O outro grande tema que se apresenta no horizonte do governo é a sua definição quanto aos assuntos de política exterior, entre uma maior ou menor sintonia com os blocos pós-neoliberais (ALBA, UNASUL, CELAC) e neoliberais (Aliança do Pacífico, Tratados de Livre Comércio) em torno das quais se configuram agendas (geo)políticas e econômicas, com implicações no que tange à influência que as potências globais (China, Estados Unidos, Rússia, União Europeia) exercem em nossa América. Nesse sentido, são preocupantes dois fatos recentes, em razão da continuidade que sugerem com a política exterior de subordinação aos interesses de Washington na América Latina: um deles é o sinal de aprovação do Presidente Solís para que o Ministério de Comércio Exterior inicie o processo de consultas para ingressar na Aliança do Pacífico, o que o atual Ministro, Alexandre Mora, qualificou como “um indicador da intenção do Governo de entrar neste grupo de países formado por México, Colombia, Peru e Chile“. O outro fato corresponde à visita do Subsecretário Adjunto para Assuntos do Hemisfério Ocidental do Departamento de Estado, John Feeley, o qual se reuniu com o líder costarriquenho, a quem definiu como um “aliado”, para além das discrepâncias ideológicas, e reconheceu que, na América Central atual, os Estados Unidos necessitam da liderança de Solís, do Presidente do Panamá Juan Carlos Varela e do Primeiro Ministro de Belize, Dean Barrow.

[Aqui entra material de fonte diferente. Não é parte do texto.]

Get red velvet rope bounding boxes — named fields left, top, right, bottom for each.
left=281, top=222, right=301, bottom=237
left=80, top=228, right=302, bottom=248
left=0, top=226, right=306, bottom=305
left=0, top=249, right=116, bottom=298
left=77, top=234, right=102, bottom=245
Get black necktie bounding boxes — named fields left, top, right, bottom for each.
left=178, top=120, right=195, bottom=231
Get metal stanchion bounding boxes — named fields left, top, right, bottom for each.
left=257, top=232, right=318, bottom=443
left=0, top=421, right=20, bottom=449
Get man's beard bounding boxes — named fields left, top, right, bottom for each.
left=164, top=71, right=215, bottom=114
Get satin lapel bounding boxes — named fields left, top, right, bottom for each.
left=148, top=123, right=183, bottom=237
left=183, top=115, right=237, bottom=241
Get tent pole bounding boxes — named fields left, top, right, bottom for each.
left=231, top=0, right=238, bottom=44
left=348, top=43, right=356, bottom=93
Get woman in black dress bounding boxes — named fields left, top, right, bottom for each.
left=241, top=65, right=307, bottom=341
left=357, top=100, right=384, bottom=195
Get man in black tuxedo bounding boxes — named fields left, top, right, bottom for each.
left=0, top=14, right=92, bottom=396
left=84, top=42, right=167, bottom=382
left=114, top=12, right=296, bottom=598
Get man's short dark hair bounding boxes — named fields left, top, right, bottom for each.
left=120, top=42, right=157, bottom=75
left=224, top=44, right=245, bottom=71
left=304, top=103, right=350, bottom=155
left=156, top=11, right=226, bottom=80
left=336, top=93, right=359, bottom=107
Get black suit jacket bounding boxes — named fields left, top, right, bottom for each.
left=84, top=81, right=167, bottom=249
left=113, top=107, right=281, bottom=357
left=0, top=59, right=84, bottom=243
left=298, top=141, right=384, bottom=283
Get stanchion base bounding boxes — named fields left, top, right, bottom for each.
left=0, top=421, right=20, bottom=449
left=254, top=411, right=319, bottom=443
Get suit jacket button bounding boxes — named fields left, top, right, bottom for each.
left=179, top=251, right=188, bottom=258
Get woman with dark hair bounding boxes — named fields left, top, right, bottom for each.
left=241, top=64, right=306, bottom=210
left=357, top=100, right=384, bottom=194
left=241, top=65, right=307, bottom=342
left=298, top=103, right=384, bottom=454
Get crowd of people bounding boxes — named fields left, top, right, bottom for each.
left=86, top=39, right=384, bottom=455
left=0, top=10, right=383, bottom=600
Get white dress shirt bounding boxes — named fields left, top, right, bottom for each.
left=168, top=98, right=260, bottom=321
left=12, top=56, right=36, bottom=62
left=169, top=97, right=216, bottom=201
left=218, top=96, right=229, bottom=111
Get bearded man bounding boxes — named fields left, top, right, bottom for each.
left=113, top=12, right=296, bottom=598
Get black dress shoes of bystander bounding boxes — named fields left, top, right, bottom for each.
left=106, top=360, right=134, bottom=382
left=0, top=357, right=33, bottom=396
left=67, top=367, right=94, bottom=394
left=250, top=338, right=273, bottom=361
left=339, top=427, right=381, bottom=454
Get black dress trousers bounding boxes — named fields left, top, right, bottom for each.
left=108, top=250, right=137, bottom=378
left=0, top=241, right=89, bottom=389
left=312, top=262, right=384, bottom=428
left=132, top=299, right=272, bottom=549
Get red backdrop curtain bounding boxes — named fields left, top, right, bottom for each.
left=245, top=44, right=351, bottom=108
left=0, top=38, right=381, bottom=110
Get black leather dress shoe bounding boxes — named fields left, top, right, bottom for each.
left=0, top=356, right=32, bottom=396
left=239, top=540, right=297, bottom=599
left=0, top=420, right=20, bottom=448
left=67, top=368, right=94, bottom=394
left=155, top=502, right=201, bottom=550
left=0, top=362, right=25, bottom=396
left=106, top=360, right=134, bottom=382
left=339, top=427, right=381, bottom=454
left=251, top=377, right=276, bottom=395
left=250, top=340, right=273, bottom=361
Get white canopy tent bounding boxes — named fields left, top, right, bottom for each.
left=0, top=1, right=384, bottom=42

Como interpretar, então, o que está acontecendo na Costa Rica? Talvez um princípio de realidade na análise seja reconhecer que as expectativas populares elevaram a ideia de mudança a alturas superiores às previstas pelo próprio Presidente e seu gabinete e até mesmo, ao que suportaria um sistema político e institucional como o nosso que, produto da herança do neoliberalismo dos últimos trinta anos, hoje responde mais aos acordos de elites políticas e grupos de interesse, do que aos mandatos e às necessidades da cidadania.
Nesse aspecto, levanta-se ao Presidente Solís uma disjuntiva: apoiar-se nos movimentos sociais e nos setores populares para avançar em uma agenda progressita que abra os ferrolhos que hoje detém a mudança; ou insistir no jogo de equilibrista, caminhando pela corda bamba neoliberal para ficar bem com as câmaras empresariais e com os investidores estrangeiros, com o perigo iminente de perder o passo a qualquer momento e deixar caírem por terra as possibilidades de mudança e as esperanças que o povo que o elegeu depositou em seu governo.
É evidente que o neoliberalismo costariquenho se nega a partir, a ceder seus espaços de poder e seus privilégios. Apesar de derrotado nas urnas eleitorais, sabe que ainda domina os sistemas político e econômico, bem como o senso comum de uma sociedade temerosa em romper com suas falsas certezas. Essa é a batalha cultural de nossos dias e o Presidente, seu partido e os movimentos sociais ainda têm tempo de reconhecer que não basta mostrar a porta de saída ao inimigo: deve-se banir o neoliberalismo com ações políticas concretas e permanentes e, ao mesmo tempo, com a construção de uma hegemonia pós-neoliberal, na qual tenham espaço esses vários projetos de sociedade e de país que têm encorajado as lutas anti-neoliberais das últimas décadas.